Dès qu’il y a un bug, si Jean-Jacques (mon mari) n’est pas là, je suis incapable de me débrouiller. Sans lui, pas de couleur numérique. Il m’a tout appris : naviguer sur un ordinateur, enregistrer un fichier, mais globalement je reste encore très limitée.
La technique ne m’intéresse absolument pas. Je ne connais aucun logiciel, Illustrator me paraît impossible et Indesign que je devrais —en tant que graphiste— connaître sur le bout des doigts, m’est inaccessible.





Les Grands Espaces de Catherine Meurisse,  éditions Dargaud  2018.

5°J’ai été surpris -et admiratif- de voir votre nom apparaître sur la couverture de Saint Rose, à la recherche du dessin parfait de Hugues Micol , mais aussi sur Le fils de l’Ursari de Cyrille Pomès. Je me trompe peut-être, mais j’ai peu d’exemples de coloristes associés aussi ostensiblement à la réalisation d’un ouvrage. De la même manière, Isa Cochet et Andréas ont été associés récemment sur la couverture d’Argentine. Cette apparition de votre nom est-elle une demande de l’auteur, de l’éditeur, une revendication personnelle ? Est-ce le signe d’une prise en compte plus attentive de votre métier ?

Je n’ai rien demandé, non, ce sont les auteurs qui l'ont fait, et pour le livre de Tayio Matsumoto— Les chats du Louvre— l’éditeur, Sébastien Gnaedig, a tenu à mettre mon nom en couverture, car Matsumoto avait demandé à avoir mes couleurs et c’était apparemment une première.
Je croyais que les Japonais allaient m’appeler après ça, mais je me suis un peu enflammée. En réalité, au Japon, le livre en couleur a dû passer à peu près inaperçu.
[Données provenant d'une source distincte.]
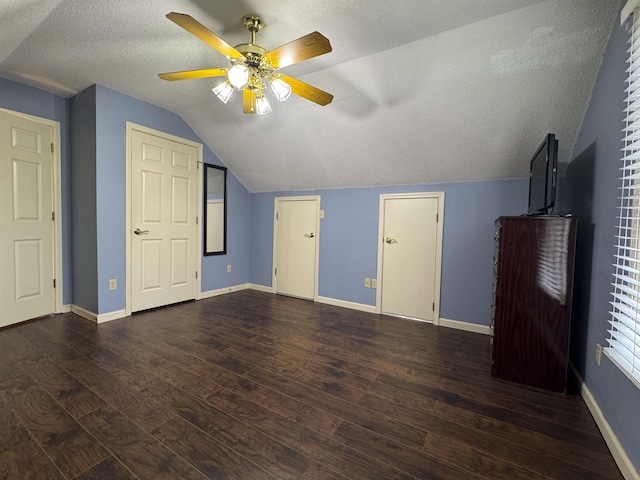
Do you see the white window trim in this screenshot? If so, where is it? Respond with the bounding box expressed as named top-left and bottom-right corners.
top-left (623, 1), bottom-right (640, 25)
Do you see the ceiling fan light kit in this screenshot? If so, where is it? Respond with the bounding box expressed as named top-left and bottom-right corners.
top-left (227, 64), bottom-right (249, 89)
top-left (270, 78), bottom-right (292, 102)
top-left (212, 81), bottom-right (233, 103)
top-left (159, 12), bottom-right (333, 116)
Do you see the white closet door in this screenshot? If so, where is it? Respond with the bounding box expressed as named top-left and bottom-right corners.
top-left (274, 197), bottom-right (319, 300)
top-left (380, 195), bottom-right (439, 321)
top-left (0, 110), bottom-right (54, 327)
top-left (130, 129), bottom-right (198, 312)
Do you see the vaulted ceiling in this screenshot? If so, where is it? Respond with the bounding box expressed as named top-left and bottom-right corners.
top-left (0, 0), bottom-right (620, 192)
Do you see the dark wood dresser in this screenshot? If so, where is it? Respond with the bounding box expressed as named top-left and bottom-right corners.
top-left (491, 216), bottom-right (577, 392)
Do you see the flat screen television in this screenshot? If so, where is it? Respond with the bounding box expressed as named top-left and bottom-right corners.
top-left (527, 133), bottom-right (558, 215)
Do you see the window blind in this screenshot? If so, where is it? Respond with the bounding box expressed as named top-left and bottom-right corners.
top-left (608, 7), bottom-right (640, 388)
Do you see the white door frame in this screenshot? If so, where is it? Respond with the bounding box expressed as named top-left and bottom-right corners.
top-left (375, 192), bottom-right (445, 325)
top-left (0, 107), bottom-right (64, 314)
top-left (272, 196), bottom-right (321, 300)
top-left (125, 122), bottom-right (203, 316)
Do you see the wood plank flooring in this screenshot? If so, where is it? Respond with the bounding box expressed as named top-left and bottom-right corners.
top-left (0, 290), bottom-right (623, 479)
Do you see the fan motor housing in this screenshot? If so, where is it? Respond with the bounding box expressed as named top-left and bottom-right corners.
top-left (235, 43), bottom-right (267, 63)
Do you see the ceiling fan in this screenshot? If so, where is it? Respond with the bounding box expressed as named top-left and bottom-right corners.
top-left (158, 12), bottom-right (333, 115)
Les chats du Louvre de Taïyo Matsumoto, coéditions Futuropolis-Louvre  2018.

Non, le nom en couverture, cela semble nouveau, mais les éditions Delcourt pratiquent cela depuis toujours, ce sont les seuls d’ailleurs.
Comme on ne connaît pas le nom des coloristes, on n’y fait pas attention, mais ça existe depuis 25 ans !

6°Pouvez-vous nous citer quelques auteurs ou livres qui ont une importance particulière à vos yeux ?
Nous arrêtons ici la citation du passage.